Finanally I am bemused by the idea that a linear relationship should be postulated at all. The energy radiated by the earth is dependent on its absolute temperature to the fourth power. So if you increase the radiation received by 4% the absolute temperature has to increase by about 1% to compensate. As Tom Vonk points out this might look linear (particularly measured in degrees C) for very small changes but it is highly non linear in reality. Can anyone who knows the models explain why linearity should be considered even remotely likely?
This goes back to logic 101. The IPCC is basically saying that since A implies B, not A implies not B. Going to their argument: linearity is A, evidence is B. The IPCC is saying “GCM have found no evidence of any nonlinearity for changes in greenhouse gases.” Thus, not A is nonlinearity, and not B no evidence. So, since no evidence exists otherwise implies the system is nonlinear, that means evidence implies linearity. Does that makes sense? This example may help too: If I have the flu, that implies I have a virus but I do not have the flu, that implies I do not have a virus. You see how the second statement is the opposite of the first, yet simple logic and real world sense says it is not true.

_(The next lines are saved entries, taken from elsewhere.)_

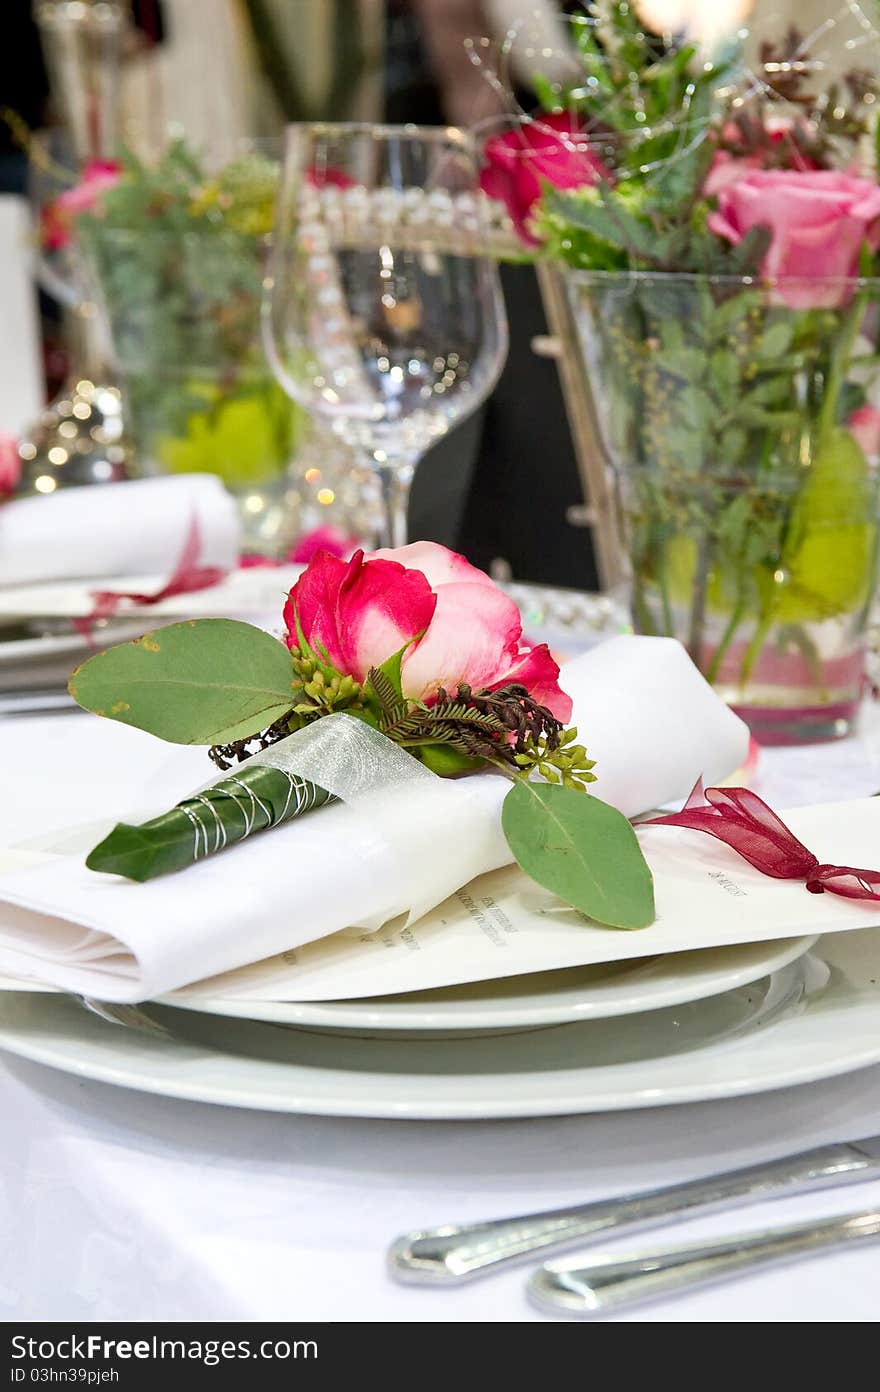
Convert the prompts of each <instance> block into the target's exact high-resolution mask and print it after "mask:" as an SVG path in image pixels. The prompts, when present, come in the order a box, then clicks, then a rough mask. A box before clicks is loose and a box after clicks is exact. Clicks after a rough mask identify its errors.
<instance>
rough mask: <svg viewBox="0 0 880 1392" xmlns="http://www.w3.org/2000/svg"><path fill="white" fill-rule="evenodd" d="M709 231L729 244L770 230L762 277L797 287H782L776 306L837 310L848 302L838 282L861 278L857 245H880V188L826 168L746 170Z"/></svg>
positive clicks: (742, 175)
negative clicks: (810, 168)
mask: <svg viewBox="0 0 880 1392" xmlns="http://www.w3.org/2000/svg"><path fill="white" fill-rule="evenodd" d="M709 227H710V230H712V231H713V232H717V235H718V237H725V238H727V241H730V242H734V244H738V242H741V241H742V238H744V237H745V235H746V232H749V231H751V230H752V228H753V227H769V228H770V231H771V234H773V241H771V242H770V249H769V251H767V255H766V256H764V262H763V266H762V274H763V276H766V277H767V278H769V280H777V278H783V280H784V278H787V277H791V278H792V281H799V284H794V283H792V284H788V285H785V284H783V285H781V287H780V291H778V298H780V302H781V303H785V305H789V306H791V308H792V309H837V308H840V306H841V305H844V303H847V302H848V301H849V299H851V296H852V288H851V287H849V285H847V284H841V281H845V280H848V278H851V277H854V276H858V271H859V255H861V251H862V246H865V245H867V246H869V248H870V249H872V251H876V249H877V246H879V245H880V188H877V185H876V184H874V182H873V180H866V178H858V177H856V175H854V174H837V173H834V171H831V170H749V173H746V174H744V175H742V177H741V178H738V180H735V181H734V182H732V184H730V185H728V187H727V188H723V189H721V191H720V193H718V210H717V212H716V213H710V214H709Z"/></svg>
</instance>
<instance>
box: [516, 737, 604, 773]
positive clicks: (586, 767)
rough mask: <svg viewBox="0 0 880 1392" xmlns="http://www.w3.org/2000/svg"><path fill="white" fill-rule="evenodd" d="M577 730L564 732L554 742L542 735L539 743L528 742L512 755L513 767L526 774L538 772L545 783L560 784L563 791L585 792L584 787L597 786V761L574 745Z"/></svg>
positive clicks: (526, 740) (576, 746)
mask: <svg viewBox="0 0 880 1392" xmlns="http://www.w3.org/2000/svg"><path fill="white" fill-rule="evenodd" d="M576 738H578V728H576V725H572V727H571V729H564V731H563V732H561V735H558V736H557V739H556V741H554V746H556V748H551V743H550V741H549V739H547V738H546V736H544V735H542V738H540V739H537V741H536V739H533V738H531V736H529V738H528V739H526V741H524V743H522V749H521V752H519V753H517V754H515V763H517V764H518V766H519V768H522V771H524V773H525V774H529V773H532V771H535V770H536V771H537V773H539V774H540V775H542V778H546V780H547V782H556V784H561V785H563V786H564V788H578V789H583V788H586V784H590V782H596V774H595V773H593V768H595V767H596V760H595V759H589V757H588V753H586V749H585V748H583V745H575V739H576Z"/></svg>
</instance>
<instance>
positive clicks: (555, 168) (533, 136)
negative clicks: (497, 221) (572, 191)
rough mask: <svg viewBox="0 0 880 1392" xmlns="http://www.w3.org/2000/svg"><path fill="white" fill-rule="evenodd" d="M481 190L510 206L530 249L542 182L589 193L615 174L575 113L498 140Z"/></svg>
mask: <svg viewBox="0 0 880 1392" xmlns="http://www.w3.org/2000/svg"><path fill="white" fill-rule="evenodd" d="M483 159H485V166H483V173H482V175H480V188H482V189H483V193H487V195H489V198H496V199H498V202H501V203H504V205H505V207H507V212H508V213H510V216H511V220H512V223H514V227H515V228H517V231H518V234H519V237H521V238H522V241H524V242H526V244H528V245H529V246H537V245H539V242H537V238H536V237H535V235H533V232H532V231H531V230H529V216H531V213H532V209H533V207H535V203H536V202H537V200H539V198H540V195H542V181H543V182H546V184H551V185H553V187H554V188H583V187H585V185H592V184H597V182H599V180H604V181H606V182H611V180H613V174H611V171H610V170H608V168H606V166H604V164H603V163H602V160H600V159H599V156H597V155H596V153H595V152H593V149H592V148H590V143H589V136H588V134H586V132H585V131H583V128H582V127H581V125H579V122H578V120H576V117H574V116H571V114H569V113H557V114H553V116H542V117H537V118H536V120H533V121H525V122H524V124H522V125H517V127H515V128H514V129H512V131H505V132H504V135H493V138H492V139H490V141H487V142H486V145H485V148H483Z"/></svg>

I think the IPCC statements are either incompetence in action or purposeful obfuscation. Either way, nothing they state can be trusted. Who is really going to examine every sentence for logical fallacies like this?
LazyTeenager – good name. Yes, you are lazy. If you’d actually read the OP carefully, you’d find that the quoted IPCC material does claim the linearity assumption has been tested purely by analysis of models:
The IPCC assertion is based on studies of models. Not studies of the real world.
Your skepticism is well founded but misplaced.